For those who have a bit of time, an Atlantic magazine December 1981 an article acquainted readers with David Stockman in his first year as budget director. The budget process seems as broken today as it was 35 years ago when Stockman assumed the task of constructing a Federal budget.
These “internal mysteries” of the budget process were not dwelt upon by either side, for there was no point in confusing the clear lines of political debate with a much deeper and unanswerable question: Does anyone truly understand, much less control, the dynamics of the federal budget intertwined with the mysteries of the national economy?

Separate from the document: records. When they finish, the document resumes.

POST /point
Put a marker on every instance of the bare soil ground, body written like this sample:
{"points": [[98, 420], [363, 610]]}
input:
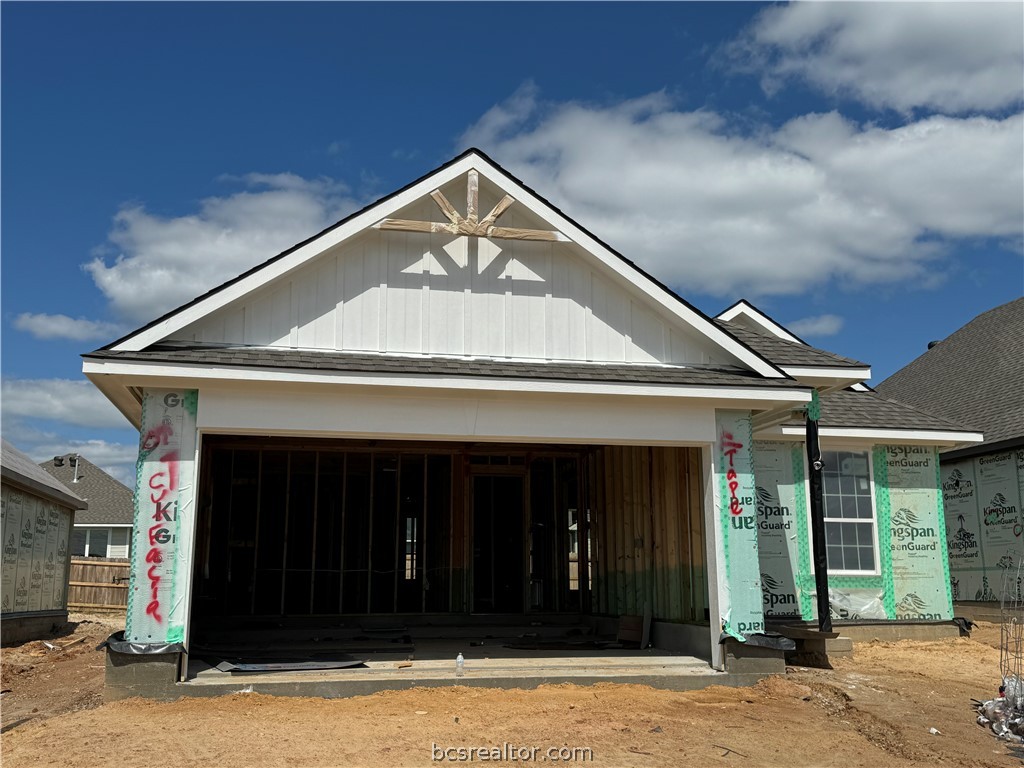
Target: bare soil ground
{"points": [[875, 709]]}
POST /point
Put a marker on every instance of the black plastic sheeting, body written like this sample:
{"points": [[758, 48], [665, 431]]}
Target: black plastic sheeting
{"points": [[767, 640], [118, 644]]}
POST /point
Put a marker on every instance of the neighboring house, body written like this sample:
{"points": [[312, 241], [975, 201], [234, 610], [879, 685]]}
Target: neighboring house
{"points": [[37, 516], [418, 411], [976, 377], [104, 529]]}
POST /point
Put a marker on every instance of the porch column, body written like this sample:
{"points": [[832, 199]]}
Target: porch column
{"points": [[165, 520]]}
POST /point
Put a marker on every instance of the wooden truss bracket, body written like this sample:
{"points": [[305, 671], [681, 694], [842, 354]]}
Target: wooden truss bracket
{"points": [[470, 224]]}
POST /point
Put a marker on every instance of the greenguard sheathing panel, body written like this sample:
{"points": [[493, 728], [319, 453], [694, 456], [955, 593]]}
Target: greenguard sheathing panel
{"points": [[164, 506], [778, 488], [918, 555], [983, 499], [34, 531], [740, 600], [883, 514]]}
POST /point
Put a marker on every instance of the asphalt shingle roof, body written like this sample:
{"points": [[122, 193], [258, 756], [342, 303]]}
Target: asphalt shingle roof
{"points": [[382, 364], [870, 411], [110, 501], [975, 376], [16, 467], [783, 352]]}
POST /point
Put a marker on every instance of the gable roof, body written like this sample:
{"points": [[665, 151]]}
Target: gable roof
{"points": [[850, 410], [784, 353], [17, 468], [744, 309], [472, 159], [975, 376], [110, 501]]}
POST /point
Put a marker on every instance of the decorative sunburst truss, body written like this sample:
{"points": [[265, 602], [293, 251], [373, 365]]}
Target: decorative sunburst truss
{"points": [[471, 224]]}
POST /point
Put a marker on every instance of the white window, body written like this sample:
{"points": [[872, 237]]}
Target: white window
{"points": [[849, 512], [100, 543]]}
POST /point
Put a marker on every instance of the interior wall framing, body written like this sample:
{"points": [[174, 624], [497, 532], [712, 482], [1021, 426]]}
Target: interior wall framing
{"points": [[294, 526], [647, 537]]}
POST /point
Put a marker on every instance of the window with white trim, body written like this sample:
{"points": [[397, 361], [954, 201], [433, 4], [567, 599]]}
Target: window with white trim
{"points": [[849, 511]]}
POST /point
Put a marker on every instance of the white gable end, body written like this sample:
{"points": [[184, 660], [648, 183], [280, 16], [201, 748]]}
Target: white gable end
{"points": [[441, 294], [425, 274]]}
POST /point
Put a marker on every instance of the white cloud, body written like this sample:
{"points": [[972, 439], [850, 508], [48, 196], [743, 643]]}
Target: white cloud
{"points": [[61, 327], [949, 56], [822, 325], [70, 401], [821, 198], [161, 262], [117, 459]]}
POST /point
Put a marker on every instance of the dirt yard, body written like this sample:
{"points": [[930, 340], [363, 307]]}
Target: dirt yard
{"points": [[875, 709]]}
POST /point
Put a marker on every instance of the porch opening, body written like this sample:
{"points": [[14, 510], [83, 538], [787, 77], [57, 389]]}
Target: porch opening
{"points": [[379, 547]]}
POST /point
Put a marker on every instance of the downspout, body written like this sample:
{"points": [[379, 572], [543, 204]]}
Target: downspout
{"points": [[815, 466]]}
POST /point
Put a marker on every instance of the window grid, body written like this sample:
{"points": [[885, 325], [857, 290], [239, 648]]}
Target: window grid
{"points": [[849, 512]]}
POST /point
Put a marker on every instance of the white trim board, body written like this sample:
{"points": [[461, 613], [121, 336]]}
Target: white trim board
{"points": [[878, 435], [198, 373]]}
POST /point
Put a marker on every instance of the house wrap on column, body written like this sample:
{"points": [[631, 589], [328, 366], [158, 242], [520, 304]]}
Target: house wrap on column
{"points": [[459, 402]]}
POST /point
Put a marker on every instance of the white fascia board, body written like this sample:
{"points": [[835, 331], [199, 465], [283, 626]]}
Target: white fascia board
{"points": [[296, 258], [122, 398], [895, 436], [181, 373], [822, 373], [752, 312], [650, 290]]}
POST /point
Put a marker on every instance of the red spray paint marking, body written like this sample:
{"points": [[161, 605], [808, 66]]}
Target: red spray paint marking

Stockman understands the political gamesmanship that permeates Washington. He criticizes Bernanke’s analysis of the 2008 Great Recession as well as the 1930s Great Depression. Faulty analysis produces faulty remedies. Stockman goes still further, finding fault with Milton Friedman’s monetary analysis of the causes of the Great Depression. In a 1963 study titled A Monetary History of the United States Friedman and co-author Anna Schwartz found that monetary actions by the Federal Reserve deepened and lengthened the 1930s Depression. Friedman became the leading spokesman of monetarism in the late 20th century, the thinking that governments can more effectively guide a national economy by adjusting the money supply rather than employing an ever changing regime of fiscal policies.
Students of the great debate of the past 100 years – bottom up or top down? – will enjoy Stockman’s take on the matter.